H13B-1077:
Precipitation Estimation from Remotely Sensed Data Using Deep Neural Networks

Monday, 15 December 2014
Yumeng Tao, Xiaogang Gao and Soroosh Sorooshian, Univ California Irvine, Irvine, CA, United States
Abstract:
This research develops a precipitation estimation system from remotely-sensed observations using state-of-the-art machine learning algorithms. Compared to ground-based precipitation measurements, satellite-based precipitation estimation products have advantages of temporal resolution and spatial coverage. Also, the massive amount of satellite data contains various measures related to precipitation formation and development. On the other hand, deep learning algorithms were newly developed in the area of machine learning, which was a breakthrough to deal with large and complex dataset, especially to image data.
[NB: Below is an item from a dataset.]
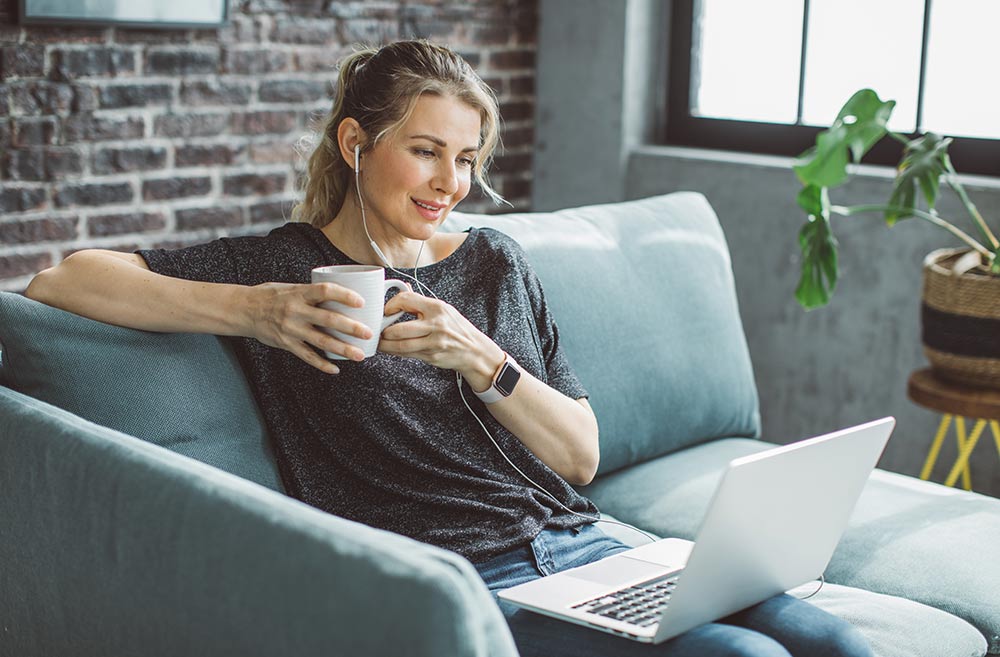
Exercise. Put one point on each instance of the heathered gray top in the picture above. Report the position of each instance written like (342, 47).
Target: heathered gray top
(388, 442)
Here, we attempts to engage deep learning techniques to provide hourly precipitation estimation from long wave infrared data from operational geostationary weather satellites. The brightness temperature data from infrared data is considered to contain cloud information. Radar stage IV dataset is used as ground measurement for parameter calibration. Denoising stacked auto-encoders (DSAE) is applied here to build a 4-layer neural network with 1000 hidden nodes for each layer. DSAE involves two major steps: (1) greedily pre-training each layer as an auto-encoder using the outputs of previous trained hidden layer output starting from visible layer to initialize parameters; (2) fine-tuning the whole deep neural network with supervised criteria.

Rain/No-rain classification is dealt as the first step of precipitation estimation in this research. Our experiments show that deep neural networks outperform the classic approach originally used in developing the PERSIANN-CCS (Precipitation Estimation from Remotely Sensed Information using Artificial Neural Networks Cloud Classification System). In an experiment over a 3-month summer period focusing on the central U.S with hourly data, the proposed approach’s Probability of Detection (POD) increased to 0.433 as compared to PERSIANN-CCS value of 0.403 and decreased the False Alarm Ratio (FAR) to 0.606 as compared to 0.633 for the PERSIANN-CCS.